“Code is more often read than written.”
— Guido van Rossum
Guido van Rossum, the creator of the Python programming language made this very simple, yet incredibly meaningful statement above.
What we take from this is that it is immensly important how you write your code - be it for yourself or for other people. Have you ever found yourself in a situation where you had to use a piece of code that you've written many months ago (without documentation), and puzzled over what the code does? Or even worse, have you perhaps changed an auxilirary file, or upgraded your compiler/interpreter since then and now the old code doesn't run anymore? Or have you ever worked on a project collaboratively and found it extremely difficult to make out what other people's code is doing?

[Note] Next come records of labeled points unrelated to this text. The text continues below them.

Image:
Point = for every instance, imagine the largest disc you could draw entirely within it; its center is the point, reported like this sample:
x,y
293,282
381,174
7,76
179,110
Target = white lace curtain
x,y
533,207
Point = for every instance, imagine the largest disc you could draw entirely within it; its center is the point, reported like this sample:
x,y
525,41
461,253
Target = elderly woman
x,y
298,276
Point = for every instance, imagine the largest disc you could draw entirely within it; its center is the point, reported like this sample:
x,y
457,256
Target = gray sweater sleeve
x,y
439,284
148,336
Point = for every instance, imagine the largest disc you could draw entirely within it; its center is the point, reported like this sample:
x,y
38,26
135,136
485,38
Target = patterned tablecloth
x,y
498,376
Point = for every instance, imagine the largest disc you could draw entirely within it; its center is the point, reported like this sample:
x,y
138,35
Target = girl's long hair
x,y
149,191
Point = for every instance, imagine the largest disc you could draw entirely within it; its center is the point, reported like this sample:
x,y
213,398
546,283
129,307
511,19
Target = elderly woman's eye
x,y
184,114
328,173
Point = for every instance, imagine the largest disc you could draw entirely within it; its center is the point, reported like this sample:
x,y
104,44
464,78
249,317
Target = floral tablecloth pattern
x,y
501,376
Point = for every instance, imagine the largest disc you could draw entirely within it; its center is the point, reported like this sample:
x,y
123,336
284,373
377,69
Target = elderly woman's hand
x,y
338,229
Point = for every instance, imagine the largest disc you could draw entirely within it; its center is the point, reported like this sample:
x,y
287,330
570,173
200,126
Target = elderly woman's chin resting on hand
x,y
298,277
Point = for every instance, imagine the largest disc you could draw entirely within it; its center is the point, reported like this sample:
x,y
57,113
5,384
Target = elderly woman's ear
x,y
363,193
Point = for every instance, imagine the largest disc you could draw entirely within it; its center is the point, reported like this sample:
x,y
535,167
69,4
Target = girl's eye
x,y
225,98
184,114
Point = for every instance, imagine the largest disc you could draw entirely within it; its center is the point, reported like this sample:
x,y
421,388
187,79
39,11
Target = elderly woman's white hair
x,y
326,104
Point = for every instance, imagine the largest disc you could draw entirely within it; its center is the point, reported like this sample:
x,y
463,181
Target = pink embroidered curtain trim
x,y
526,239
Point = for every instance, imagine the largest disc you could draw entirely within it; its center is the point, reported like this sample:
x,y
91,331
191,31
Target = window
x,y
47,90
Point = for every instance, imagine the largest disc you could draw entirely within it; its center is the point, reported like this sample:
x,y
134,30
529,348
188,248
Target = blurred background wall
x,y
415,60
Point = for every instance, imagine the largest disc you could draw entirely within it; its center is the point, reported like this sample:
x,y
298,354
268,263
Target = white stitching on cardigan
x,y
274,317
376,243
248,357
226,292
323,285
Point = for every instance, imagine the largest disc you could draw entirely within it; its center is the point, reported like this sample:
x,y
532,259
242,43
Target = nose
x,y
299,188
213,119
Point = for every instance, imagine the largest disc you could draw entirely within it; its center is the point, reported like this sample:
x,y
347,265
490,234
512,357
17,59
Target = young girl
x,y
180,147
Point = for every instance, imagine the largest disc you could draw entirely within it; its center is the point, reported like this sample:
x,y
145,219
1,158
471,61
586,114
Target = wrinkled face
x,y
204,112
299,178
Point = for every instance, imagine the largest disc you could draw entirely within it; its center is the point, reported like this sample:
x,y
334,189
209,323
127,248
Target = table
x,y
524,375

For all of those reasons, there exist coding standards - these are a collection of good practices which - when taken to heart - make each and every one of us a better person. Here we want to give you an overview of the three main components of those standards: documentation, testing and linting. And because this is a Python workshop, we use the official PEP8 Python style guide.
We assume that we can skip the argument on whether or not one should write documentation for code, and instead start with an illustrative example. We have an intentionally (arguably) badly written, undocumented and uncommented piece of code below. Can you figure out what it does?
import numpy as np
def M(rho, n=1):
m = rho.shape[0]//2
prjs =[np.kron(s[:, np.newaxis],s[:, np.newaxis].T)
for s in np.eye(m * 2)]
pr =[np.abs(np.trace(prj.dot(rho))) for prj in prjs]
res= np.random.choice(
[i for i in range(m*2)], n, p=pr)
return [np.eye(m*2)[r,:] for r in res]
(You can find this file under examples/doc_test_lint/)
The function M
performs a measurement on a quantum state by projecting into the z-eigenbasis. The input state needs to be a density matrix. It's used in the following fashion:
>>> import numpy as np
>>> rho = np.array([[0.5, 0.5], [0.5, 0.5]])
>>> M(rho, 3)
[array([0., 1.]), array([0., 1.]), array([1., 0.])]
Where we have prepared the maximally mixed state of a single qubit system and performed three measurements on it.
Now let's improve the readability of this piece of code to make it easier to use, understand and potentially modify. We will do this in three steps:
- Improve readability
- Add in-line comments
- Add documentation
Of course we are advocating for commenting and documentation here, but the first thing you should consider when writing code for yourself or others is that the code should be readable on its own. You can achieve this by e.g. using self-explanatory variable names, spaces and indents, as well as spreading long lines of code over multiple lines.
Here is a revised version of the function above where we changed all variable names and modified the formatting of the code:
import numpy as np
def measure_state(state, number_of_samples=1):
num_qubits = state.shape[0] // 2
projectors = [
np.kron(
pure_state_vector[:, np.newaxis],
pure_state_vector[:, np.newaxis].T
)
for pure_state_vector in np.eye(num_qubits * 2)
]
outcome_probabilities = [
np.abs(np.trace(projector.dot(state))) for projector in projectors
]
results = np.random.choice(
[i for i in range(num_qubits * 2)],
number_of_samples,
p=outcome_probabilities)
return [
np.eye(num_qubits*2)[result, :] for result in results
]
This is the exact same code as the one above, but with more descriptive variable names and cleaner code formatting. The overall amount of code gets longer when you do this, but we believe the gain in readability is worth it. And because it's still the same code, there are no losses in terms of performance.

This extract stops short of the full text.